# Parameter Estimation with Expectation-Maximization (EM)

The Expectation-Maximization (EM) algorithm is a method for estimating unknown parameters in probabilistic models when some variables are unobserved. In the context of Kalman Filters, we will use EM to estimate Q and R from data, without knowing the true underlying states.

This is particularly valuable because in real-world applications, we often don't know the true noise characteristics of our system, but we can learn them from the data itself.


## Goal

In a Kalman Filter, we need to specify:
- Q matrix: Process noise covariance - how much uncertainty we expect in the system dynamics.
- R matrix: Observation noise covariance - how much uncertainty we expect in our measurements

These parameters significantly affect the filter's performance, but they're often unknown in practice. By using the EM algorithm, we can have a good estimation of them from the data.
We must note that in order to estimate them properly, we need data with the same underlying real process noise and observation noise.

## Brief Introduction To Smoothing
We already talked briefly about smoothing in notebook 2. However, we would go a little deeper in the technical details in order to understand better how the EM works in our case of the KF.

Specifically, we would talk about a smoothing algorithm called RTS (Rauch-Tung-Striebel).

The RTS smoother works by:
1. Running the Kalman Filter forward to get filtered estimates of the states and covariances (both a-preori and a-postiriori).
2. Running a backward pass to incorporate future information into past filtered estimates.

The forward pass is the basic predict -> update loop that we already covered in the KF.

The backward pass uses:
$$\hat{x}_{k|T} = \hat{x}_{k|k} + J_k (\hat{x}_{k+1|T} - \hat{x}_{k+1|k})$$

where $J_k$ is the smoothing gain that tells us how much to trust the future information.
The smoothing gain $J_k$ is computed as:
$$J_k = P_{k|k} F^T P_{k+1|k}^{-1}$$

(We already know this notation from notebook 2)
The smoothing gain tells us how much to adjust our current estimate $\hat{x}_{k|k}$ based on future information (The a-posteriori covariance matrix of the next state). It's proportional to:
- How uncertain we were about the state at time $k$ ($P_{k|k}$)
- How much the state at time $k$ affects the state at time $k+1$ ($F^T$)
- How much we trust our prediction at time $k+1$ ($P_{k+1|k}^{-1}$)

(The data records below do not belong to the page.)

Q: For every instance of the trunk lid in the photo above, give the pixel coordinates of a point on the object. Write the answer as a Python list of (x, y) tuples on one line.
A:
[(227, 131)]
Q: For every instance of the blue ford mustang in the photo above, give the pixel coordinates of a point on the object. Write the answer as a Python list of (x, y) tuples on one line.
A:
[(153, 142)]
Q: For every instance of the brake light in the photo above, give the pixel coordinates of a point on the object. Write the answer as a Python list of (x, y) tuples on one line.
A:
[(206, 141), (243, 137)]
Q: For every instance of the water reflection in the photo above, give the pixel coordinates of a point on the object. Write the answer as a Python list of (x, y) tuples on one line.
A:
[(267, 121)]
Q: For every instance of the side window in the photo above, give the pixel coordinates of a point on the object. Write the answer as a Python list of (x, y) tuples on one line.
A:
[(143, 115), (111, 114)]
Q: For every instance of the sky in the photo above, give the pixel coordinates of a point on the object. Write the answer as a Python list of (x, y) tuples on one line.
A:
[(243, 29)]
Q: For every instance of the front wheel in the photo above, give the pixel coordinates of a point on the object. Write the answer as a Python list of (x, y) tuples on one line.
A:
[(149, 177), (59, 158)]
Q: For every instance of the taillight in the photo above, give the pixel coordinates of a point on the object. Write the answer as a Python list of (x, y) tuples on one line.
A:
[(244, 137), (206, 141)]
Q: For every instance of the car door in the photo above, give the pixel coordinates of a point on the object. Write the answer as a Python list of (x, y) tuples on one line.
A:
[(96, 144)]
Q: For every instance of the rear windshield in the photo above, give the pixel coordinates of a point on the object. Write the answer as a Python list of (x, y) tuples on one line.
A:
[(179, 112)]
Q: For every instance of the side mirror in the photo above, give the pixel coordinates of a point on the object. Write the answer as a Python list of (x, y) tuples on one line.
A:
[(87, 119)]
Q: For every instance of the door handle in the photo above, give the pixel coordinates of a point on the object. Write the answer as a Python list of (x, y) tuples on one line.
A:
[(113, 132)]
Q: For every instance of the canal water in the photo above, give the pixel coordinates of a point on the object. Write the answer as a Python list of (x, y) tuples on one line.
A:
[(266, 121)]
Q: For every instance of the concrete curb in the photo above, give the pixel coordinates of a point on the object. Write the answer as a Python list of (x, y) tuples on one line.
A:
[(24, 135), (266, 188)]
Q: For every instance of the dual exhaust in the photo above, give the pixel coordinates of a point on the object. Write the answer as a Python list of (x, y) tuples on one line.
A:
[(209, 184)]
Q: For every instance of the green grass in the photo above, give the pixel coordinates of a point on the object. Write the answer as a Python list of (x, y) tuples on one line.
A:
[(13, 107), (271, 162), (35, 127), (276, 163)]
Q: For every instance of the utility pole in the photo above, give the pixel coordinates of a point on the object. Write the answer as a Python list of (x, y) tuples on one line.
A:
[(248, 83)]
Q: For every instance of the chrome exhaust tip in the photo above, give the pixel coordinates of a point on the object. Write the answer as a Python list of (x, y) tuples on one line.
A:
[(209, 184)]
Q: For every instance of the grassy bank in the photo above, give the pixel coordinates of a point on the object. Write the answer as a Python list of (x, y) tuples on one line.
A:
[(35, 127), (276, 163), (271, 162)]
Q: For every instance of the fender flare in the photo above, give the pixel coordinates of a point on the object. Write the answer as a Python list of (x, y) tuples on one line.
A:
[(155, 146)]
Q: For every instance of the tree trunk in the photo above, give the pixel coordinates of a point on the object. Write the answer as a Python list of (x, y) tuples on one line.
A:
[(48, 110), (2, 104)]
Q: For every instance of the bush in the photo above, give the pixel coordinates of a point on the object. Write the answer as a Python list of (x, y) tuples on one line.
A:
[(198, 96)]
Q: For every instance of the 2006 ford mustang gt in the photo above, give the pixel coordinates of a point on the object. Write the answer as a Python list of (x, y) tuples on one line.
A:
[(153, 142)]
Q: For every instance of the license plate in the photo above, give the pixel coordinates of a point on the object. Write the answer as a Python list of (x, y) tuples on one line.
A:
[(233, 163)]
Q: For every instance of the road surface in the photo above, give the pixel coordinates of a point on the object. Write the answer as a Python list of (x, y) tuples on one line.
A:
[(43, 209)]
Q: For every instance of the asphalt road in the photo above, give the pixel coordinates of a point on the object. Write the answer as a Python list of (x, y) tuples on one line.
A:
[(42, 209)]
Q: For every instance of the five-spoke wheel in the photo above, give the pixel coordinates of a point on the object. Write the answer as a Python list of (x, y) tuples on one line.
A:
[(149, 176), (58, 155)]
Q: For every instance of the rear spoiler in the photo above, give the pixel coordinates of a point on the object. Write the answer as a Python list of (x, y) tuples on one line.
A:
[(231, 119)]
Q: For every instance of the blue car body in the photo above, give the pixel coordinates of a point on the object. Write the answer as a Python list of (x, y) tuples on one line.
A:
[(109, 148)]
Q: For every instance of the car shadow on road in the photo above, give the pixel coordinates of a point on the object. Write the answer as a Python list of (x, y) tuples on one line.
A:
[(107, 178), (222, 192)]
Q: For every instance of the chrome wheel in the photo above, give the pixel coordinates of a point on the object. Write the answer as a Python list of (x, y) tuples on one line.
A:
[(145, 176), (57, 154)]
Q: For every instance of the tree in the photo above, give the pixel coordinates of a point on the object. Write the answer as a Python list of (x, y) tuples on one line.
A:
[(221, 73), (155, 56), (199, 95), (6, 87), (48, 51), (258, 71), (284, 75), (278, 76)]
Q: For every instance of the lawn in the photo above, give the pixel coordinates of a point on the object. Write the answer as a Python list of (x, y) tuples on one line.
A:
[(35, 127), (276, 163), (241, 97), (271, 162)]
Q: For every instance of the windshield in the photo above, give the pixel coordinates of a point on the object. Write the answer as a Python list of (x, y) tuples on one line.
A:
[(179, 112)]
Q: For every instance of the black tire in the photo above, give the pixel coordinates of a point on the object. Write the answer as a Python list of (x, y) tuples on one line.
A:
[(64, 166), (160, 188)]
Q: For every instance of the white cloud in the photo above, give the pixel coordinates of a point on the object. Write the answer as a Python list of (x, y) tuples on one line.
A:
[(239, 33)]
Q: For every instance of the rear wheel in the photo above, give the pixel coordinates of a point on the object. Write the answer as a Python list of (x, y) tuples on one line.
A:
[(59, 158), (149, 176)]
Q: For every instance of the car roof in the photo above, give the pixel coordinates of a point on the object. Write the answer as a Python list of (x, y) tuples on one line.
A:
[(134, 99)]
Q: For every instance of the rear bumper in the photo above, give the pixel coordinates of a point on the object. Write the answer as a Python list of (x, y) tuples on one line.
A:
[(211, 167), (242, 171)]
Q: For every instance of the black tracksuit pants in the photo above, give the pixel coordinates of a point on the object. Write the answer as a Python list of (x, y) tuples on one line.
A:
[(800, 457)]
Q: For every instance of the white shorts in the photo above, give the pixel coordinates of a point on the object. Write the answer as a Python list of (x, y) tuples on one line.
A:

The intuition is that if $J_k$ is large, it means that the next state has extra information about $x_k$ than what we already know, so by taking the information that we got from smoothing, we would get a better estimation for $x_k$

## How EM Works

The EM algorithm is an iterative method that alternates between two steps:

## E-step (Expectation)
Given current estimates of Q and R, we compute the expected values of the hidden states.
Intuitively, we will get the most accurate expected values of them, if we will use all the observed data.
Meaning, given all the observed data, what would we expect the hidden states to be. 
This is exactly what smoothing does (We mentioned it briefly in notebook 2).

Given measurements $y_1, y_2, \ldots, y_T$, we want to estimate the hidden state $x_k$ at time $k$ using all the measurements.

The smoothed state estimate is:
$$\hat{x}_{k|T} = E[x_k | y_1, y_2, \ldots, y_T]$$

And the smoothed covariance is:
$$P_{k|T} = \text{Cov}[x_k | y_1, y_2, \ldots, y_T]$$

In the EM algorithm, we need to compute expectations like:
- $E[x_k | y_1, \ldots, y_T]$ (the smoothed state)
- $E[x_k x_k^T | y_1, \ldots, y_T]$ (for covariances)
- $E[x_k x_{k-1}^T | y_1, \ldots, y_T]$ (for pairwise covariances)

These are exactly what the RTS smoother computes. The smoother gives us:
- $\hat{x}_{k|T}$ = $E[x_k | y_1, \ldots, y_T]$
- $P_{k|T}$ = $E[x_k x_k^T | y_1, \ldots, y_T] - \hat{x}_{k|T} \hat{x}_{k|T}^T$
- $V_{k,k-1}$ = $E[x_k x_{k-1}^T | y_1, \ldots, y_T] - \hat{x}_{k|T} \hat{x}_{k-1|T}^T$


## M-step (Maximization)  
Given the expected values, we update Q and R to maximize the likelihood of the observed data.

#### R Matrix Update
The R matrix represents the uncertainty in our measurements. We update it using (from the paper https://www.stat.pitt.edu/stoffer/dss_files/em.pdf):
$$R_{\text{new}} = \frac{1}{T} \sum_{t=1}^T \left[ (y_t - H \hat{x}_{t|T})(y_t - H \hat{x}_{t|T})^T + H P_{t|T} H^T \right]$$

#### Q Matrix Update (Process Noise)
The Q matrix represents the uncertainty in our system dynamics. We update it using:

$$Q_{\text{new}} = \frac{1}{T-1} \sum_{t=1}^{T-1} \left[ (\hat{x}_{t+1|T} - F \hat{x}_{t|T})(\hat{x}_{t+1|T} - F \hat{x}_{t|T})^T + F P_{t|T} F^T + P_{t+1|T} - V_{t+1,t} F^T - F V_{t+1,t}^T \right]$$


The algorithm iterates between these steps until convergence.

<br>

## Step-Size For Updates
In the empirical tests I did, I saw that there could be rather big jumps of values when estimating R and Q.
I saw that I got better estimations when I calculated R and Q while incorporating "steps" towards the current calculated values. Meaning, after an iteration of the EM, instead of the assignment above of $Q_{\text{new}}, R_{\text{new}}$, I updated them with some average between the newly calculated and the old ones.